Tuesday, November 25, 2014

Be regular and orderly in your life like a bourgeois*

I gave my two latest plays to my mentor and friend to read and he faithfully did so.

He really liked them, the ideas, the language, but said that they lacked emotion, putting his thumb on my major problem.

I have known that I struggle to get emotion into my plays.  They are often filled with ideas, but lack intensity.  That's why I often write comedies.  I have no problem writing jokes.  Emotions other than laughs, I find difficult to embody.

And it's not that I struggle with this in my personal life.  I have no trouble recognizing and talking about my emotions to others.  My wife recently remarked that I'm quite good at it.  She too wondered why I had so much difficulty getting my emotions into my work.

There are two issues here: 1) the way my brain works; 2) the subjects I choose to write about.

When I write, my brain is always looking for just the right word.  This is an intellectual process for me.  The part of my brain being used is disengaged from my feelings.  This is a good thing in that I write often lovely and well expressed thoughts... and a bad thing in that they are thoughts being expressed and not emotions.  I suspect that with work on my editing, I can overcome this problem.

The second, the subjects I choose to write about often come from my intellect and not from my core.  This is both a good thing and a bad thing.  Good in that I have no lack of ideas that I find interesting and that get me writing.  Negative in that instead of writing about what moves me, I almost always write about what interests me.  Even when I put a gun in a characters hand, I struggle to bring the violence inherent in the weapon to the stage.

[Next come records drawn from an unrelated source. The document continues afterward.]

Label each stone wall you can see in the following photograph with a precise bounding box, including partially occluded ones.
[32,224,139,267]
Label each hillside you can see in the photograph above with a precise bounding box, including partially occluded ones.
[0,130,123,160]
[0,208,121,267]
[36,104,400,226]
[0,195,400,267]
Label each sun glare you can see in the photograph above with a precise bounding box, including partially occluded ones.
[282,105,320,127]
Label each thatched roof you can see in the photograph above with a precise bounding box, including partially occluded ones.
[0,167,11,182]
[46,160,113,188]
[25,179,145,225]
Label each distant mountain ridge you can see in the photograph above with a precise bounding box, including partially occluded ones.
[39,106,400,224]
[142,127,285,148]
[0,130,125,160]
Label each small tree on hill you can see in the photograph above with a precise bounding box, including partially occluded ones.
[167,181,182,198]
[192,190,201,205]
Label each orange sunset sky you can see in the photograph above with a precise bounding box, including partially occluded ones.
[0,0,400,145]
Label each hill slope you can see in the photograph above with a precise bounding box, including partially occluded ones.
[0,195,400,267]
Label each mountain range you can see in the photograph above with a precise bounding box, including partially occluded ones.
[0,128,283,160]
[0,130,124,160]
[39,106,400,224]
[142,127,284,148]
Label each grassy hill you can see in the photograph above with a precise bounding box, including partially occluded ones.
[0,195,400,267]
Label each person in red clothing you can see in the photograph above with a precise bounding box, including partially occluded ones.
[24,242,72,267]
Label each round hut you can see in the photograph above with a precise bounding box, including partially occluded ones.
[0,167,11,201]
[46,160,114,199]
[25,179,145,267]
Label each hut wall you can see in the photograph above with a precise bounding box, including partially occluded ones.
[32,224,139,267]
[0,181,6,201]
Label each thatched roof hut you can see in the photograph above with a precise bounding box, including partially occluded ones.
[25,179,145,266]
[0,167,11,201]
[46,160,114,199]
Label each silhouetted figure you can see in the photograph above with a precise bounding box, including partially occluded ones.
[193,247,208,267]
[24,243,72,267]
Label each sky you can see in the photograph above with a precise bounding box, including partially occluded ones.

And my solution... rationally, I know I have to write something emotional.

I have always been drawn to the emotional in other's art work.  I read about anti-rationalism, the Counter-Emlightenment, Sturm und Drang, Romanticism, melodrama, etc.  I believe that the universe is a non-rational place.

And yet, I love mathematics and the physical sciences.  This is what I studied in college.  I still remember basic Calculus and it's been thirty years since I was in a classroom using this on a daily basis.

But if I am to become a "successful" artist, and isn't that what we all want, even if defining what success means is different for all of us, I have to tap into my emotions... somehow.